If Steyer and Bloomberg do genuinely see the climate crisis as the greatest threat facing human civilization, why not go all-in on races that might actually change the outcome? And why sow disunity in the party, tipping the scales against candidates with robust climate platforms who could actually win? Their injections of cash could go an especially long way at the state level, where Democrats lost 1,000 seats and 12 governor’s mansions throughout the course of the Obama administration. Control of state legislatures can hinge on tens of thousands of dollars, in some cases, and mean the difference between passing strong state-level climate policy and not. And those state houses often set a remarkable amount of energy policy, in addition to controlling redistricting. Down-ballot fights are also talent pools for higher office. Investing in a promising state assembly member in North Carolina or Texas, then, could yield a Democratic senator in less than a decade.
It’s possible neither candidate is fully aware of these trade-offs. Billionaires—those with large philanthropic arms, in particular—are forever and always surrounded by yes-men who either work for or are eager to get money from them, including for projects that very much deserve to be funded. Bloomberg and Steyer have each funded their share of worthwhile climate work that has made the world a safer and better place, be that the Beyond Coal campaign or NextGen Climate. But earnest nonprofit executive directors and development staffers seeking another round of funding aren’t going to tell them or their top program offices they have terrible ideas. They’ll nod politely through on-the-house dinners in the hopes of another grant. When not at galas raising money for Important Causes, billionaires’ social lives are spent in the company of other rich people ensconced in similar dynamics. You can afford to surround yourself with people who agree with you. It’s possible that no one has told Michael Bloomberg the truth in 30 years.
If you had spent decades being told how interesting and important your ideas are, you might think you’re God’s gift to the Democrats, too. The basic conceit of philanthropy is that rich people are simply better at distributing society’s vast resources than the government is, basically just by virtue of having accumulated a lot of them. One percenters’ generous and emphatic support for mirage-based companies like Theranos, WeWork, Juicero, and the Fyre Festival is anecdotal evidence that this may not be true.
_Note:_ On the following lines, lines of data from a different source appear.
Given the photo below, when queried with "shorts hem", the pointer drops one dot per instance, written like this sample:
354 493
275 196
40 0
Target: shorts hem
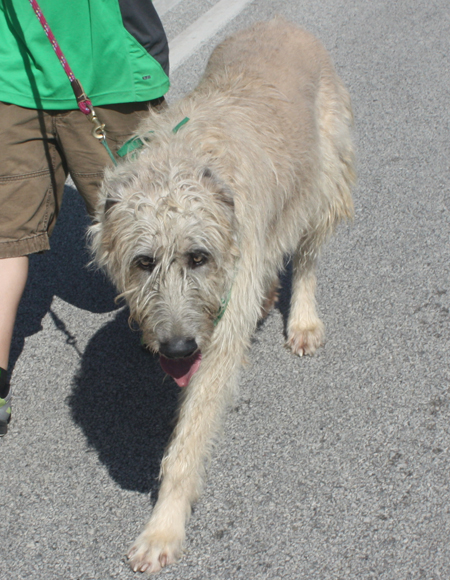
25 246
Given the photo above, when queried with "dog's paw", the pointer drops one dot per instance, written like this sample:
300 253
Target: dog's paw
306 340
152 551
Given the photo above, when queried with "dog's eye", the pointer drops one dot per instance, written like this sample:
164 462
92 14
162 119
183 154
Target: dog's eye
197 259
146 263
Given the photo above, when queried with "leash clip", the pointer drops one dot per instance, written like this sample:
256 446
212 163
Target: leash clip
99 128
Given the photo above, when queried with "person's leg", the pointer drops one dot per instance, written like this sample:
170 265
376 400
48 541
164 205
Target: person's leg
13 276
32 176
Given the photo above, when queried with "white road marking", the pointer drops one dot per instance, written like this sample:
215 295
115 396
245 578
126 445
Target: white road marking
186 43
163 6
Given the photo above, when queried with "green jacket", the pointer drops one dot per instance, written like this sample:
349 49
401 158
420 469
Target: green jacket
111 64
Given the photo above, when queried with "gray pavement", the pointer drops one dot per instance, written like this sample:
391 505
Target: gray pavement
330 468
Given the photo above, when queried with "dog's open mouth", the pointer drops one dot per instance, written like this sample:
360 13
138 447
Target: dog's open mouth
181 369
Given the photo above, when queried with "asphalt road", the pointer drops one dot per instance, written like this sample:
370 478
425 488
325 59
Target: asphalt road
334 467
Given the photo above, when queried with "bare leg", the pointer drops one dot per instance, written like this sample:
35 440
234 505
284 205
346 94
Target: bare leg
13 277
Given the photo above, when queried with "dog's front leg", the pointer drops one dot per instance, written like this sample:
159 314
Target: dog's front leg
183 465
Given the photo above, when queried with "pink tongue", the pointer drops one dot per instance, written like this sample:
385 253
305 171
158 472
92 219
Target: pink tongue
181 369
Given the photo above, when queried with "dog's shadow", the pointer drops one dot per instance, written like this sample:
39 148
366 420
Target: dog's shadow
124 405
119 399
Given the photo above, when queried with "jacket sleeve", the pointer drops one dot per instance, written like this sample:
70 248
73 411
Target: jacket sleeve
142 21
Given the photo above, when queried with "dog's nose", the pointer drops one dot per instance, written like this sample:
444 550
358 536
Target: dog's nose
178 347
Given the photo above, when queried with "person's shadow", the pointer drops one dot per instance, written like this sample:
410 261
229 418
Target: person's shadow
120 397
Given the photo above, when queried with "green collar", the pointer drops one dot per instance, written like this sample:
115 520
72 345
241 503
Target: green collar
136 142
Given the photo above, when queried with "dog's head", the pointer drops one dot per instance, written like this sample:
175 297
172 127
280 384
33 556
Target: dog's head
168 241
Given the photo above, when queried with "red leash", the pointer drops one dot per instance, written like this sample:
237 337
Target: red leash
83 101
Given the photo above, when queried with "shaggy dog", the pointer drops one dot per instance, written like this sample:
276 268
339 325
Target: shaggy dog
194 226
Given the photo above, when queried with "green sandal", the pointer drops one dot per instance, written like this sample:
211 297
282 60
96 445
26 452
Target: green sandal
5 412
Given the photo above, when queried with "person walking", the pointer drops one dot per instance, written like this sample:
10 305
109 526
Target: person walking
119 52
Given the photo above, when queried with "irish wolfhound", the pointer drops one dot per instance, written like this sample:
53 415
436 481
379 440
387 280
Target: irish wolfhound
194 226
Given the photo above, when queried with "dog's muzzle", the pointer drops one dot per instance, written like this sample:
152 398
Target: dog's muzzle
178 347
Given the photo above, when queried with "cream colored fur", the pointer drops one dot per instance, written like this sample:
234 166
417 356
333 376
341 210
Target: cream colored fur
262 170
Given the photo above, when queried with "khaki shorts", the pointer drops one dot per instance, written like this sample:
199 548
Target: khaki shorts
38 149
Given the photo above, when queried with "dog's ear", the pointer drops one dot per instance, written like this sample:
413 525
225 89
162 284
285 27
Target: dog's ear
218 187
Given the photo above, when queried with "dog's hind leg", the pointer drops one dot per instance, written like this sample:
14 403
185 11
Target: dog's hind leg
305 329
183 466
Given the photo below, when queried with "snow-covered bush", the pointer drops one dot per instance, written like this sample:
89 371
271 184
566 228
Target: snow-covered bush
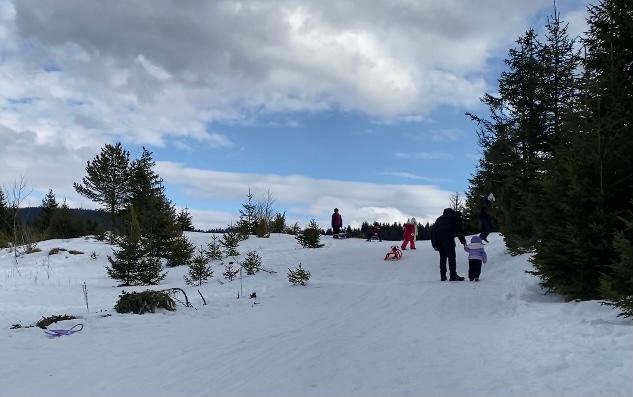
252 263
143 302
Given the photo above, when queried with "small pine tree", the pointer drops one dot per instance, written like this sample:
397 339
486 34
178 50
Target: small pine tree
199 270
247 223
229 242
252 263
230 272
184 221
298 276
107 180
181 252
214 251
123 266
279 223
617 285
311 236
149 270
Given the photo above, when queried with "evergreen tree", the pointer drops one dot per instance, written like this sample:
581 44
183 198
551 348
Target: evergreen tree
184 221
252 263
124 265
181 252
591 181
49 206
214 251
310 237
248 221
616 285
298 276
230 241
108 180
199 270
279 223
261 229
4 221
156 213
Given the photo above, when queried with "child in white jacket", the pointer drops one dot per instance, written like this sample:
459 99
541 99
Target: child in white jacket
476 255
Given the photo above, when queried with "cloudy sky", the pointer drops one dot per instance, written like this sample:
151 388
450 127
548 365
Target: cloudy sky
353 104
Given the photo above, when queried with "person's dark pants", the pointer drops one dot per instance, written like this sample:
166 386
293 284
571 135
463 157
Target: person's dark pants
485 228
447 253
370 235
474 268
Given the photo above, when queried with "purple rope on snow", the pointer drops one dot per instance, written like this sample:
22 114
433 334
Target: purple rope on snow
54 333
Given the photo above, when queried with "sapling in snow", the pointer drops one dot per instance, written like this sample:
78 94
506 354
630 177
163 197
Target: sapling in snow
214 251
230 272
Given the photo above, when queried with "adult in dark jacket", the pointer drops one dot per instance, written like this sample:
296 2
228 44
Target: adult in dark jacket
446 228
374 231
337 223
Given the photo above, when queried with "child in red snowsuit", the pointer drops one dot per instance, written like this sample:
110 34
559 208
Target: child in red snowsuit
410 233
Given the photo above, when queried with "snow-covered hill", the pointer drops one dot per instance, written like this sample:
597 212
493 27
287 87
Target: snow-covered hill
362 327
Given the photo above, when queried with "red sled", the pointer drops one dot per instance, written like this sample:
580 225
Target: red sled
394 255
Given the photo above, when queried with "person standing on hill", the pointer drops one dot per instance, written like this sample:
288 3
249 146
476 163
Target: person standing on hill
446 228
410 233
337 223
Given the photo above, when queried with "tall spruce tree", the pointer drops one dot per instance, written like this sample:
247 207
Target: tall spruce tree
199 270
4 221
181 252
49 206
184 220
108 180
592 182
248 220
310 237
230 241
124 266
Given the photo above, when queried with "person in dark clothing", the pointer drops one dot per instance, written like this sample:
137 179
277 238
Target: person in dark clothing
337 223
374 231
485 223
446 228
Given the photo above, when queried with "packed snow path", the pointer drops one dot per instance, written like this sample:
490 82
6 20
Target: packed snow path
362 327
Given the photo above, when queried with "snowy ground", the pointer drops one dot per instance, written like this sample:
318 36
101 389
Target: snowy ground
363 327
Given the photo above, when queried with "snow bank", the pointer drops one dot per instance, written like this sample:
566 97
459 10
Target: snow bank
362 327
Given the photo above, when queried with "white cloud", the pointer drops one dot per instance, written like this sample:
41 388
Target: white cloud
309 197
409 175
205 219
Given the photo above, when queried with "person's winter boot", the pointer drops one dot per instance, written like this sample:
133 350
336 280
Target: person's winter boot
456 277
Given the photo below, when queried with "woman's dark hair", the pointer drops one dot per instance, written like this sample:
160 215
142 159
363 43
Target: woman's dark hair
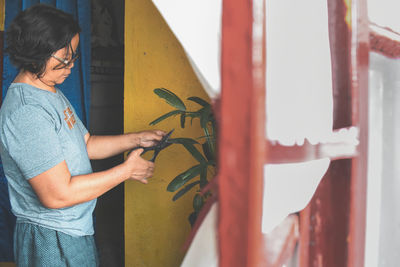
36 33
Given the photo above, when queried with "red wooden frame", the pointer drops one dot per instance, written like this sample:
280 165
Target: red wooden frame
333 224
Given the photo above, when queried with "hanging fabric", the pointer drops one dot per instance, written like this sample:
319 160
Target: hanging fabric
76 88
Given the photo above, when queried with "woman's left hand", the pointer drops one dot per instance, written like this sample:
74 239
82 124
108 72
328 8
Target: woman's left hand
149 138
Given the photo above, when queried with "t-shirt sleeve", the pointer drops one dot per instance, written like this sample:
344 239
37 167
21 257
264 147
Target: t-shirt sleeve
31 138
81 126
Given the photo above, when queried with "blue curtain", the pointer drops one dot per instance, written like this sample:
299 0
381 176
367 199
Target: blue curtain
76 88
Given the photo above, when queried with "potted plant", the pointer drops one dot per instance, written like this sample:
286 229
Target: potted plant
202 149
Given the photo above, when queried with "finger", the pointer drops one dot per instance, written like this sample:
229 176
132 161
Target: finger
137 152
159 132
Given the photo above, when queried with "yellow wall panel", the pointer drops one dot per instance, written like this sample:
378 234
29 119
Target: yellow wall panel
155 226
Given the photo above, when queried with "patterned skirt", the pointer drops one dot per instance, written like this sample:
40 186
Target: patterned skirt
36 246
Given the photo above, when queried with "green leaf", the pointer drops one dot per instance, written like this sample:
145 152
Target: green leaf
183 117
197 202
195 153
185 177
203 178
199 101
171 98
184 190
165 116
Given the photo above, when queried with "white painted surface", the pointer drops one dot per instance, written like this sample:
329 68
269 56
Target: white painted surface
197 25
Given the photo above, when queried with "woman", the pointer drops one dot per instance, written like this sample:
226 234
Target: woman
46 150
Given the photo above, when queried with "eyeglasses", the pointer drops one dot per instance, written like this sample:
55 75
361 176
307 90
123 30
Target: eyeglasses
64 63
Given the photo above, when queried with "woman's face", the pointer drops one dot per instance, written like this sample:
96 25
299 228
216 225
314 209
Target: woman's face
56 72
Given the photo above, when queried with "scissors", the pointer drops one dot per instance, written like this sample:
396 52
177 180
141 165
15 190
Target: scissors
163 143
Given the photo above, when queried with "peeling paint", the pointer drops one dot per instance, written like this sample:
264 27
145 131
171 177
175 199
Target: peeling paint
347 18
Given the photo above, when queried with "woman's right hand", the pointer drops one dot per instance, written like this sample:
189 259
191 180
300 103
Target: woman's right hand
139 168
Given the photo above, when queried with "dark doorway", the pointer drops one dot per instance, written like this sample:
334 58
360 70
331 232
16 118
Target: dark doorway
106 118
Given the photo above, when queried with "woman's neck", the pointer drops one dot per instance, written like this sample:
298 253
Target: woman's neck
31 79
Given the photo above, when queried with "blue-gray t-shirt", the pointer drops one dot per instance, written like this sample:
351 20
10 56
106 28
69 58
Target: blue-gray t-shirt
40 129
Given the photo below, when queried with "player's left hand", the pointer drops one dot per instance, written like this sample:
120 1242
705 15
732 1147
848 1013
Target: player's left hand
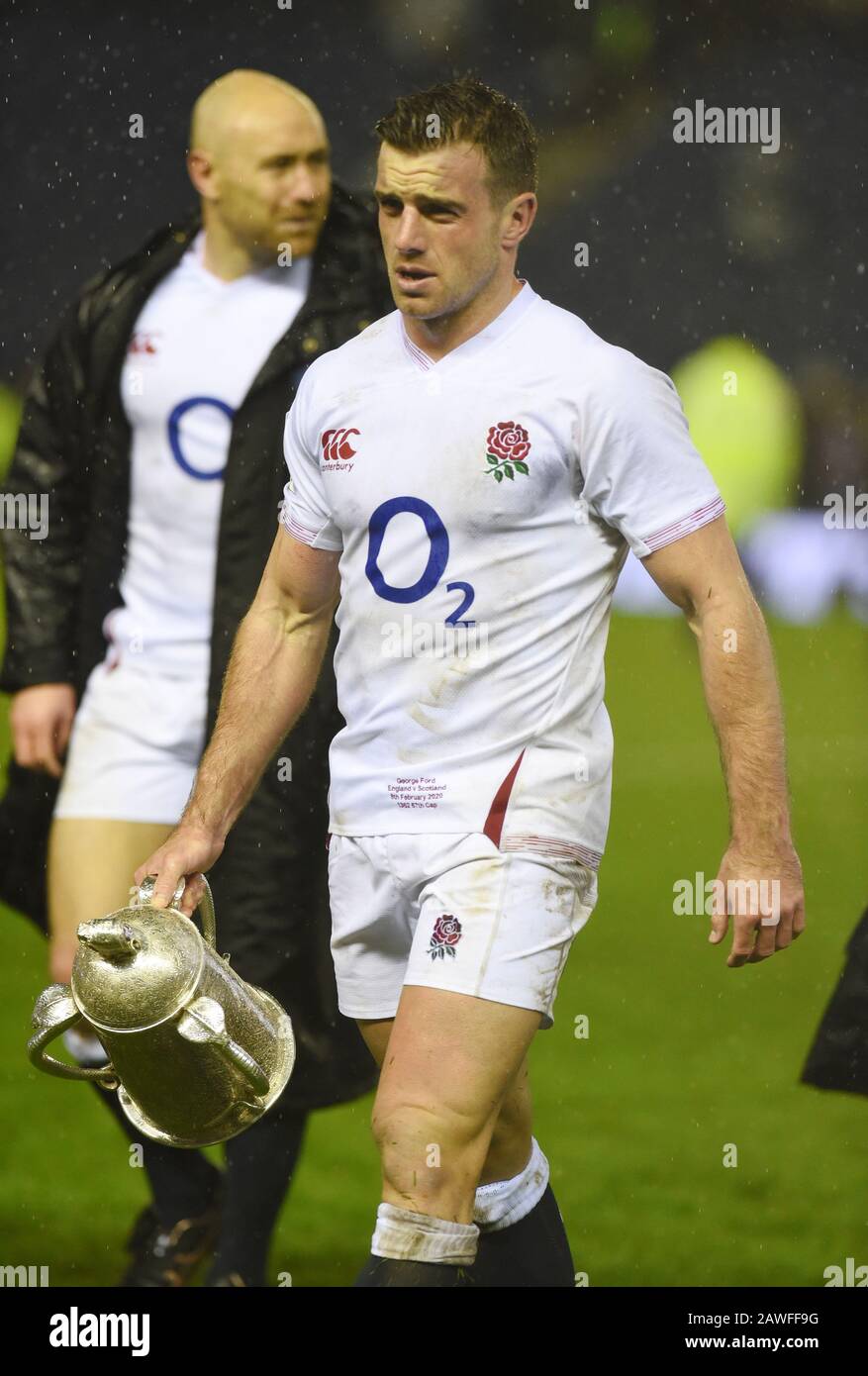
765 899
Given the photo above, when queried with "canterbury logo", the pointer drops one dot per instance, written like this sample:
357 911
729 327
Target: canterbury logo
336 444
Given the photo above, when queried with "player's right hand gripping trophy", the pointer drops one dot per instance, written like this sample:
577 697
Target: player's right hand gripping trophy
196 1053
But the more glaring proof is that the wealthy already enjoy an outrageous amount of control over our politics and are careening the planet toward catastrophe, doubling down on investments in the stuff that’s killing us. Contra Bloomberg and Steyer, the climate crisis isn’t a problem that’s going to be solved by throwing enough hoarded cash at it or by putting the right billionaire in charge, but by rethinking the kinds of things our economy rewards in the first place and their costs to the planet.
Bleak as it is to watch, the silver lining behind Bloomberg’s and Steyer’s election interference is that they’re making their own best case against billionaires.